Two Chinese athletes have taken to social media after it appeared that their gold medals were flaking, leaving large blemishes.
Women’s trampoline champion, Zhu Xueying and men’s 200m individual medley swimming winner, Wang Shun reported that the fragments of the medals appeared to be falling off.
The pair took to Chinese social media site Weibo with the claims, where they were then inundated with shocked messages from the public.
“Let me clarify this… I didn’t mean to peel the thing off at first, I just discovered that there was a small mark on my medal,” she wrote.
“I thought that it was probably just dirt, so I rubbed it with my finger and found that nothing changed, so then I picked at it and the mark got bigger.”
Wang reported the same and said, “I dare not to pick at it any more”.
However, Zhu said she does not intend to ask for a substitute as she sees it as a memento of her efforts.
Seemingly in response to netizens’ comments, she jokingly replied that her medal is not made of chocolate, and commended the organisers’ environmentally conscious efforts in using recycled materials to make the medals.
In response to the alleged quality issue, the Organising Committee of Tokyo Olympic Games informed the Global Times that only the coating applied to the medal’s surface had come off and not the gold plating.
“It does not affect the quality of the medal itself even if you remove the coating,” the committee added.

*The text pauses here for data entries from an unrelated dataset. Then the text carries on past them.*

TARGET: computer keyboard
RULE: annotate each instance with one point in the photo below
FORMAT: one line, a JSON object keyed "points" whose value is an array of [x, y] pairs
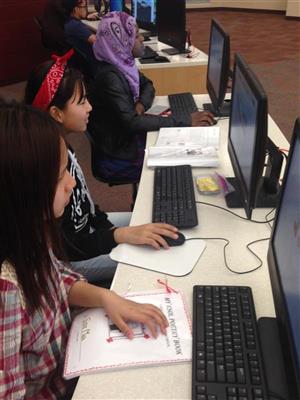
{"points": [[182, 104], [226, 357], [174, 196], [149, 53]]}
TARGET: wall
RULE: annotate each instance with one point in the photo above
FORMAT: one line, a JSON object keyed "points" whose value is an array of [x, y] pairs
{"points": [[293, 8], [252, 4], [20, 44]]}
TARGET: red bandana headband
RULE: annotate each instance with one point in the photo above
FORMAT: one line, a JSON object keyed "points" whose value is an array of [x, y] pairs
{"points": [[51, 83]]}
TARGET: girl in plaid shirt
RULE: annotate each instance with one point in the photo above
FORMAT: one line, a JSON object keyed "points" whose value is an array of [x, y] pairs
{"points": [[89, 234], [36, 290]]}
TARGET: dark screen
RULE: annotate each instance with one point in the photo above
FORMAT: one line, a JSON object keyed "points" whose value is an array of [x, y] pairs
{"points": [[171, 23], [286, 245], [215, 59], [144, 11], [243, 126]]}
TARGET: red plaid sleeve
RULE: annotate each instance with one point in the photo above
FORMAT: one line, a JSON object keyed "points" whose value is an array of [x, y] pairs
{"points": [[11, 321]]}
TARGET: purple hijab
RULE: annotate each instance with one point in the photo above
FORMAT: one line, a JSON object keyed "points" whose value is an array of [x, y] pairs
{"points": [[115, 39]]}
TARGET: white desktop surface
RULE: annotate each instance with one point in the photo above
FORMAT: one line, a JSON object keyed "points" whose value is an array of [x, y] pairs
{"points": [[174, 381], [177, 60]]}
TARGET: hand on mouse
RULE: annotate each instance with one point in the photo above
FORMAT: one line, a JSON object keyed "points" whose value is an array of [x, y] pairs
{"points": [[202, 118], [150, 234]]}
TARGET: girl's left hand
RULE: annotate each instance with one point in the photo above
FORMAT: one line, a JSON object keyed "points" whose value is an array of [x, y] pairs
{"points": [[150, 234], [121, 311], [139, 108]]}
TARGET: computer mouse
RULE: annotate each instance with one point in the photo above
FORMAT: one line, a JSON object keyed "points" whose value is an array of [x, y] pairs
{"points": [[161, 59], [175, 242]]}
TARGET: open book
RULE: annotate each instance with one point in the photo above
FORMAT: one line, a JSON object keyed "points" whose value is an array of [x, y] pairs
{"points": [[196, 146], [95, 343]]}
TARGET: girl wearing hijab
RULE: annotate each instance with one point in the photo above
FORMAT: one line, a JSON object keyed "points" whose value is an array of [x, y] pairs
{"points": [[120, 95]]}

Makers of the medal, the Japan Mint, also reportedly said that it has not noticed any similar issues of layers peeling off from gold medals, but mentioned that the organising committee might investigate the matter.
For the first time in Olympic history, the Tokyo Olympics medals are made from recycled metal from electronic devices, according to the Tokyo Olympics website.
Dubbed the Tokyo 2020 Medal Project, the initiative took place for two years, recycling the metal from some 6.21 million used mobile phones and other small electronic devices into about 5,000 medals.